Butler Urban Farm
Kevin Pankewich – Kamloops Food Policy Council
We are sharing stories from the field, harvested by our Community Animators meeting with passionate school food advocates across BC. In honour of Farm to School Month 2023 we want to showcase the connecting power of food #FoodConnects.
Butler Urban Farm Site 2017
Butler Urban Farm Site 2023
Community partner planning meeting 2020
2023 Farm to School BC Field Trip with School to Butler Urban Farm
Tell me a bit about yourself. How would you describe your role/engagement in our community? What do you like to do for fun?
I grew up in Kamloops and keep coming back to it. For the last few years, I’ve been involved with the Kamloops Food Policy Council through the Butler Urban Farm. I’ve learned a lot about growing food while trying to find ways to lessen dependence on the broader socioeconomic structure called capitalism. I enjoy learning new things and being outside, and I hope to return to travelling again in the coming years. I am currently pursuing a Master of Arts degree in Human Rights and Social Justice at the university here.

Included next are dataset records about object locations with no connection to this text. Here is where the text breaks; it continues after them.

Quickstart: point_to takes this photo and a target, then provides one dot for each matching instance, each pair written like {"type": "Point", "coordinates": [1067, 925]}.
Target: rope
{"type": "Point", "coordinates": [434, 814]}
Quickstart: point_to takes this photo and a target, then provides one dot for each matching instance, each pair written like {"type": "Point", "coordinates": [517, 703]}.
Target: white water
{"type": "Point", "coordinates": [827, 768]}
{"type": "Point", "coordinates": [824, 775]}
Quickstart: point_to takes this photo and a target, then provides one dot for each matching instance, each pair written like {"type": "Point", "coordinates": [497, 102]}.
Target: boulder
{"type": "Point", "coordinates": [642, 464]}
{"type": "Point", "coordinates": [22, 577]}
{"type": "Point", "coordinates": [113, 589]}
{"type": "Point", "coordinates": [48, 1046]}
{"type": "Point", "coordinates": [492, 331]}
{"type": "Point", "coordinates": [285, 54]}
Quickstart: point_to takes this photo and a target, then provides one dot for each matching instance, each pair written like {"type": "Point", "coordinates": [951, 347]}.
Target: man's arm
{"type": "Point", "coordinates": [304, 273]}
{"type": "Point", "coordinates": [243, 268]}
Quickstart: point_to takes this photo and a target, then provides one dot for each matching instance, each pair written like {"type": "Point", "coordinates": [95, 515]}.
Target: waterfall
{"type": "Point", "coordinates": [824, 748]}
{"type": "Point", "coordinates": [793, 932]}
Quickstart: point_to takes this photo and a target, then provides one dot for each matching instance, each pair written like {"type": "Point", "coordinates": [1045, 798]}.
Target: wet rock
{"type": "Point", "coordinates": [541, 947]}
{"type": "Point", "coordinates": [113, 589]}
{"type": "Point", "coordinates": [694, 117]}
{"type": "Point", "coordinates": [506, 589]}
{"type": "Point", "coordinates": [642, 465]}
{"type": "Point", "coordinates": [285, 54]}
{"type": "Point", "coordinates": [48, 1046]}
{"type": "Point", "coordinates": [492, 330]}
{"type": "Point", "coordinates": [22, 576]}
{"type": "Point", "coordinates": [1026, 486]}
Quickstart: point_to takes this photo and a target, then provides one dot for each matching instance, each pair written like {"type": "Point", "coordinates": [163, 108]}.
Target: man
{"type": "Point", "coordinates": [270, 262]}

How did your relationship with food start?
When I was 16 I decided I didn’t like industrial meat production and became a vegetarian. Then my interest in food as a concept started from the ground up – learning to cook using things that can be grown here that are better for you. If you can grow it you don’t have to buy it and you can become more autonomous (and eat better) while reducing the distance food has to travel, GHG emissions, and garbage. I took the Horticulture certificate program at TRU which was an amazing learning experience – this taught us how to grow all kinds of things, but my mind was fixed on edibility after learning more about the organoponico systems in Cuba and milpas in Chiapas, Mexico.
It’s surprising how many options we have in the valley bottoms here, (the areas that are largely paved over or growing grass) – and with attention paid to microclimates, our options expand substantially.
We in Secwepemcúl̓ecw (SD73) and southern BC generally could be growing a lot of the food we eat with how great the climate is here. But we’re wasting resources and poisoning ourselves with a bizarre cultural obsession: growing grass instead, and this got me interested in growing other things.
How does food connect you to your community in the present day?
The Butler Urban Farm has been a huge community connector through food – and I’m extremely lucky to have been involved with it. Very rarely does anyone sit down and say “let’s build community” and even more rarely does anyone want to join in with such an ambiguous goal. Community is built through shared visions and projects and that’s what happened here through food and sustainability. It is one of the most basic things to being a human (or an animal) – we all have to eat, and it usually gets better with more people involved.